This has become an important issue with the greater use of coals of different origins, which have increased the variation in the ultimate composition of the coals. This in turn has impacted negatively on the burning behaviour in modern boilers.

Technological developments in power plant technology have lead to the definition of new limit values for the sulphur, iron, calcium, potassium and sodium content of coals.

"The power industry has a great interest in coal constituents and coal composition," Sauer said. "The iron and sulphur content are some of main properties they want to know because of the impact on the boiling process. Increasingly coal producers have to meet these specifications because of international market pressure to meet limits and restrictions, particularly with sulphur dioxide emissions."

In conjunction with an online moisture meter, calorific value can also be determined. A technical limitation exists only for elements with ordinary number less than 12.

An important advantage the new developed x-ray fluorescence analyser XRA 100 has over other XRF-instruments for online analysers is that expensive liquid nitrogen cooling systems are no longer necessary because the detector is thermoelectrically cooled.
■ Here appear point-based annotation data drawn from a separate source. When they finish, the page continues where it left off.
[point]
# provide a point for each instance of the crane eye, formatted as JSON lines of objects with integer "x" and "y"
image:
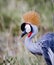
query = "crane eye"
{"x": 28, "y": 28}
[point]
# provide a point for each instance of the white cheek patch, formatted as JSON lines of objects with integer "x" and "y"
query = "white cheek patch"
{"x": 28, "y": 28}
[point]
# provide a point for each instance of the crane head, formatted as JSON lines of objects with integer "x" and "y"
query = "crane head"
{"x": 26, "y": 29}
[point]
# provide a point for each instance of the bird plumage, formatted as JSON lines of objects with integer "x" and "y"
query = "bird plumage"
{"x": 44, "y": 46}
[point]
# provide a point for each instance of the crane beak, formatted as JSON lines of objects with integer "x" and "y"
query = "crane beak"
{"x": 24, "y": 33}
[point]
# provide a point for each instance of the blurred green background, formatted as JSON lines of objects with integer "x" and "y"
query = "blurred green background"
{"x": 12, "y": 51}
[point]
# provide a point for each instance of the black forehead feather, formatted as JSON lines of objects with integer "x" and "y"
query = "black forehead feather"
{"x": 23, "y": 26}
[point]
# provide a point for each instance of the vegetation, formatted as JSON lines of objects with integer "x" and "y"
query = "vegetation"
{"x": 11, "y": 12}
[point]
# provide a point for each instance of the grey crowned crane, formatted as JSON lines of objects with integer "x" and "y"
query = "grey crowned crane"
{"x": 44, "y": 46}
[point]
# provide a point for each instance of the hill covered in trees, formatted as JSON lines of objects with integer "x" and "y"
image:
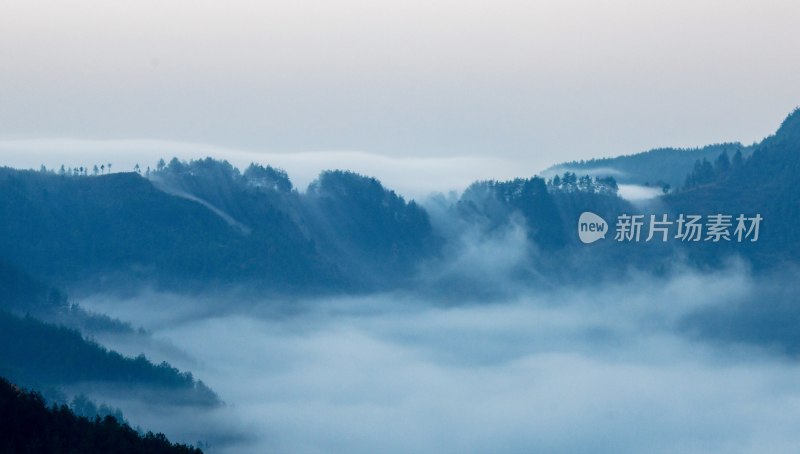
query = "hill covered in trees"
{"x": 658, "y": 167}
{"x": 207, "y": 223}
{"x": 28, "y": 425}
Already successfully introduced into Germany, South Africa and America, Sauer said Australia was the next logical entry point for the technology where DBT had a significant presence as a longwall equipment supplier.

The most likely applications for the technology would be at central coal loading terminals or at the preparation or blending facilities of power plants. According to Sauer the technology also has applicability in minerals processing including iron, manganese, chromium, nickel, copper and titanium.